Excuse the rant, but I have a couple of points to make about TOR writing and expectations of donors, land reform in particular - one of my principal areas of expertise.
One. Land reform that aims to help the public in general and give the poor access to capital in particular, relies on only one key component. Secure tenure. All the rest is fluff.
Two. Secure tenure can be achieved within the confines of two key structures. The first is title registration (I exclude clearly successful deed recording as in South Africa or the United States) and second, effective enforcement mechanisms through the courts or other institutions.
Three. Title registration - the love of donors and particularly the World Bank - is not rocket science.
Four. Surveyors can be the enemy of rapid registration of title, especially in poorer countries where land is worth nothing but the surveyors insist on five to ten centimeter accuracy - in rural areas.
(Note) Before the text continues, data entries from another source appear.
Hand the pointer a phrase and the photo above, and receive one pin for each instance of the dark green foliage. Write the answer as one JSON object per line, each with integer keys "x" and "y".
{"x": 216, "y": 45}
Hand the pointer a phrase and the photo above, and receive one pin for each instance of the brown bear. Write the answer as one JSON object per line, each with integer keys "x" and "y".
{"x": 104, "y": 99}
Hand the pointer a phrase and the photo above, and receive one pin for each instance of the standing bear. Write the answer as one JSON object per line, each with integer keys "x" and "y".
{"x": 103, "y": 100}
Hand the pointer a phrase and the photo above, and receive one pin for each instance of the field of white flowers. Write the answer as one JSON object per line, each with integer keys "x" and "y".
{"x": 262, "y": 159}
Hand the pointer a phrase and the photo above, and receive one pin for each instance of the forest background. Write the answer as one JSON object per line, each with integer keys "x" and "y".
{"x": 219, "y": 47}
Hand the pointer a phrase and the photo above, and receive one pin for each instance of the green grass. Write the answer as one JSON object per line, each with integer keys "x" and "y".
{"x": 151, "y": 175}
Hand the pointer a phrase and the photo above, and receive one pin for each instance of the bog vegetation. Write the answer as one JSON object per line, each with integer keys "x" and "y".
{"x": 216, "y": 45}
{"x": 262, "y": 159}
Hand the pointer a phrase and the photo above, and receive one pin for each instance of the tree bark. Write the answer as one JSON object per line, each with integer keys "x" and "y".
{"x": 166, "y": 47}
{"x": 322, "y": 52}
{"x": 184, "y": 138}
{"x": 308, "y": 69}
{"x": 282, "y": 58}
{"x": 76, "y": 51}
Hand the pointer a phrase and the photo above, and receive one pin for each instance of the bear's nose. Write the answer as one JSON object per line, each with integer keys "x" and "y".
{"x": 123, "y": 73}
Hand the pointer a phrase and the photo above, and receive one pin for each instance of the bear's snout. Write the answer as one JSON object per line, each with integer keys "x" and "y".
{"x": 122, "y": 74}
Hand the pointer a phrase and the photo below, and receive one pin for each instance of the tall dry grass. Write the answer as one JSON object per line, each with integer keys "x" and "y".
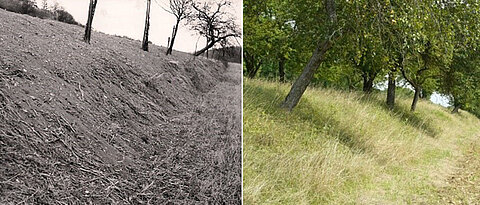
{"x": 340, "y": 147}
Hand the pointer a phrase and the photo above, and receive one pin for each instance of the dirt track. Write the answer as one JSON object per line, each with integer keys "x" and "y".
{"x": 463, "y": 187}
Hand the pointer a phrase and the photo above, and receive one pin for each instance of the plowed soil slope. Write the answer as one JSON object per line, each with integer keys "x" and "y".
{"x": 107, "y": 123}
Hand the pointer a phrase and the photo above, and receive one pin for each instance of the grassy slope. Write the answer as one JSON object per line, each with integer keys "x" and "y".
{"x": 342, "y": 148}
{"x": 107, "y": 123}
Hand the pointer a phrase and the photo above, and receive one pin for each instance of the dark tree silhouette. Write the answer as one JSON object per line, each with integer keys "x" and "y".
{"x": 147, "y": 25}
{"x": 88, "y": 27}
{"x": 213, "y": 22}
{"x": 181, "y": 10}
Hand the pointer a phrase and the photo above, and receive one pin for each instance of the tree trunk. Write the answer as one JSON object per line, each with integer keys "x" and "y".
{"x": 301, "y": 84}
{"x": 251, "y": 65}
{"x": 88, "y": 27}
{"x": 174, "y": 34}
{"x": 456, "y": 109}
{"x": 391, "y": 90}
{"x": 415, "y": 98}
{"x": 367, "y": 84}
{"x": 147, "y": 26}
{"x": 281, "y": 69}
Taste reality. People on the ground know where their boundary runs. Don't interfere. I have been in too many countries where no boundary disputes existed before the surveyors landed in their mother ship.
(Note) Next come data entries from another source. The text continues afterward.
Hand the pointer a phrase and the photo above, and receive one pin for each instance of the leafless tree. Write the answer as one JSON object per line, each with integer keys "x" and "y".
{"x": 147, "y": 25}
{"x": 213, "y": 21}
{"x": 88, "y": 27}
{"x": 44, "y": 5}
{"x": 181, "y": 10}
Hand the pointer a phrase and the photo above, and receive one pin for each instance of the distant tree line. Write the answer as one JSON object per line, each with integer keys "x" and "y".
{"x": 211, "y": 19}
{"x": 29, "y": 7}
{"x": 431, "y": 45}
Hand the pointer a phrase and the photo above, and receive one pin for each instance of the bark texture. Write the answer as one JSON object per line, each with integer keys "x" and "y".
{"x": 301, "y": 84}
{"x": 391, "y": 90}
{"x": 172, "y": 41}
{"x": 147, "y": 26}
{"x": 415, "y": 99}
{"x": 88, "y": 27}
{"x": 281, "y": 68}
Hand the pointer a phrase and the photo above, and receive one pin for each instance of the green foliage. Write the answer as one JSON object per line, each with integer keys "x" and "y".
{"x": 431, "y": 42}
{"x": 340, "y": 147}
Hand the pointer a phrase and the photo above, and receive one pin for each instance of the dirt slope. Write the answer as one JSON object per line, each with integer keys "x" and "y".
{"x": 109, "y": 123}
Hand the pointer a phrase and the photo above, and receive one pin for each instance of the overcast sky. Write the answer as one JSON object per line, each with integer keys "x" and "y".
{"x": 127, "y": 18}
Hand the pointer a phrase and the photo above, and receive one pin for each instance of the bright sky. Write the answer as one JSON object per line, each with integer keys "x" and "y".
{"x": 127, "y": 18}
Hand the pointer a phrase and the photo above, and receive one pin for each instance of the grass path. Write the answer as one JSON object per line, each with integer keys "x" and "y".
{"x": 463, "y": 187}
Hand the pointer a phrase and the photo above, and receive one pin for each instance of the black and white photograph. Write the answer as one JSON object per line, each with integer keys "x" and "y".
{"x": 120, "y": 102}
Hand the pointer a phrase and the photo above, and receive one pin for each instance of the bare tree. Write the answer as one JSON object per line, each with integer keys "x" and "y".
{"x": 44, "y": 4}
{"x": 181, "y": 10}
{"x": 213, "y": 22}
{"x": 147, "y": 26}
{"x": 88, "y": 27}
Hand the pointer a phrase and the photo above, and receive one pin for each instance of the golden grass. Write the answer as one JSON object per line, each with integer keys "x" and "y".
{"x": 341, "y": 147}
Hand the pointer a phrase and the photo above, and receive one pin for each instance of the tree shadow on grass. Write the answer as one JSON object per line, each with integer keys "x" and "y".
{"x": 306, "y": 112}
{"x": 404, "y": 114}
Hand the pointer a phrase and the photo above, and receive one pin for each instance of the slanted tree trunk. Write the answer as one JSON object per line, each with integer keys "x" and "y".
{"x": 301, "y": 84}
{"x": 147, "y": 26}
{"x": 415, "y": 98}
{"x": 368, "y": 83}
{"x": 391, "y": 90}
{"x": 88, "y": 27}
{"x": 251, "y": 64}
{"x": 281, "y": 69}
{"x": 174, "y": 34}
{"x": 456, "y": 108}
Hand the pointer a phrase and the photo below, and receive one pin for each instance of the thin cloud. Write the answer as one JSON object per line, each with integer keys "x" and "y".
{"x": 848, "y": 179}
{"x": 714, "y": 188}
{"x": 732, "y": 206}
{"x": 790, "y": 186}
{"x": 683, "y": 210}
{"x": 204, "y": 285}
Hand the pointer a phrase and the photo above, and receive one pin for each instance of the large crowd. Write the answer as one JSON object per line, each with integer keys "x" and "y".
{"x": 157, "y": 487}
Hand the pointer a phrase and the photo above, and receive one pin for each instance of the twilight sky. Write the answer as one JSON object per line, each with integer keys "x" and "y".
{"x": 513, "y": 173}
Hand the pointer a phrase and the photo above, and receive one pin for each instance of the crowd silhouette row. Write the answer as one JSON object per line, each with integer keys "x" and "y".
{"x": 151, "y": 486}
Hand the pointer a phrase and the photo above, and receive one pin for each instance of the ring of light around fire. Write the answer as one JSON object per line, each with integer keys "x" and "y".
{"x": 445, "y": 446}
Five. Donors need fewer agricultural economists and surveyors driving secure tenure because the vast majority (except for a few, really, really smart practitioners) don't have the slightest regard of the foundations of the policy of secure land tenure. Valuable land is located in urban areas. That's why everyone is moving there and creating, as in Africa, slums at the rate of five percent a year. Give these people tenure first. The wilderness can come next.
Finally. Donors should not permit the release of a TOR that ignores the edges. In other words, don't target one area for reform without looking at the other sectors that directly or indirectly feed into that one area. That is not negligent. Or lazy.
It is stupid and a waste of money.
End of Rant. Thank you and my apologies to agricultural economists and arm-chair reformers.